In [1]:
import marqo
import json
import os
from pprint import pprint

from index_settings import pmec_index_settings

mq = marqo.Client(url='http://localhost:8882')
index_name = "wny-manufacturing-companies"
local_json_filename = 'sample.json'

def read_json_documents(mode='single', preprocess=True, folder_prefix='data'):
    """"
    Read JSON objects (either a single consolidated file or multiple individual files) 
    in the specified folder and return their content as a list of objects.
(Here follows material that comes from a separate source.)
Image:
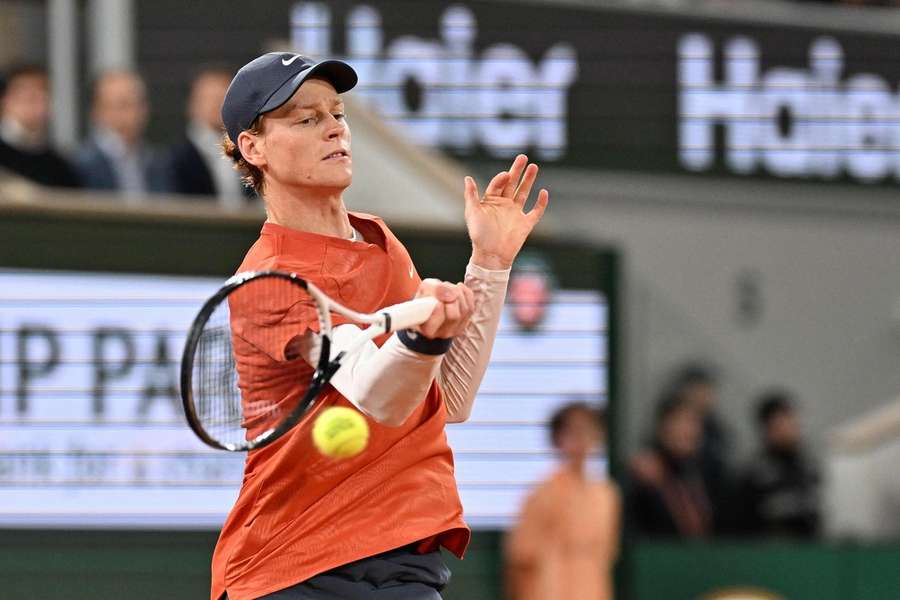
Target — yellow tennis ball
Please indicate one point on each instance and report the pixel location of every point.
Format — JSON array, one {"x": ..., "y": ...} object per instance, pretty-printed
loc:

    :param: mode: Either 'single' or 'multi'. In 'single' mode, it is assumed that all
            data is in a single consolidated JSON file (list of objects). In 'multi'
            mode, all JSON files in the specified directory are ingested.
    :param: preprocess: Toggle preprocessing (str-concatenating lists, etc)
    :param: folder_prefix: A folder path relative from the working directory which contains
            JSON data. By default, it assumes the folder is called 'data'.
    """
    document_list = []
    print(f'Document fetch mode: {mode}. Preprocessing: {preprocess}')
    if mode == 'single':
        with open(os.path.join(folder_prefix, os.listdir(folder_prefix)[0]), 'r') as f:
            print(f"Using consolidated file: '{os.path.join(folder_prefix, os.listdir(folder_prefix)[0])}'")
            json_data = json.load(f)
            for json_object in json_data:
                if preprocess:
                    json_data = flatten_json(json_object=json_object)
                else:
                    json_data=json_object
                document_list.append(json_data)
    elif mode == 'multiple':
        print(f"Found {len(os.listdir())} objects under {folder_prefix}/.")
        for filename in os.listdir(folder_prefix):
            with open(os.path.join(folder_prefix, filename), 'r') as f:
                json_data = json.load(f)
                if preprocess:
                    json_data = flatten_json(json_object=json_object)
                else:
                    json_data=json_object
                document_list.append(json_data)
    else:
        raise ValueError(f"Invalid mode: '{mode}' ")
    print(f"{len(document_list)} object(s) extracted.")
    return document_list

def flatten_json(json_object):
    """Flatten composite structured in a JSON object and return it."""
    for key, value in json_object.items():
        if type(value) is list:
            json_object[key] = ', '.join(value)
    return json_object

def clear_indexes_if_exist(index_name=index_name):
    # Drop existing index - for development purposes
    for index in mq.get_indexes()['results']:
        if index['indexName'] == index_name:
            mq.index(index_name=index['indexName']).delete()
            print(f"Index '{index_name}' cleared.")

In [2]:
# Drop and recreate index
clear_indexes_if_exist()
pprint(pmec_index_settings)
mq.create_index(index_name, settings_dict=pmec_index_settings)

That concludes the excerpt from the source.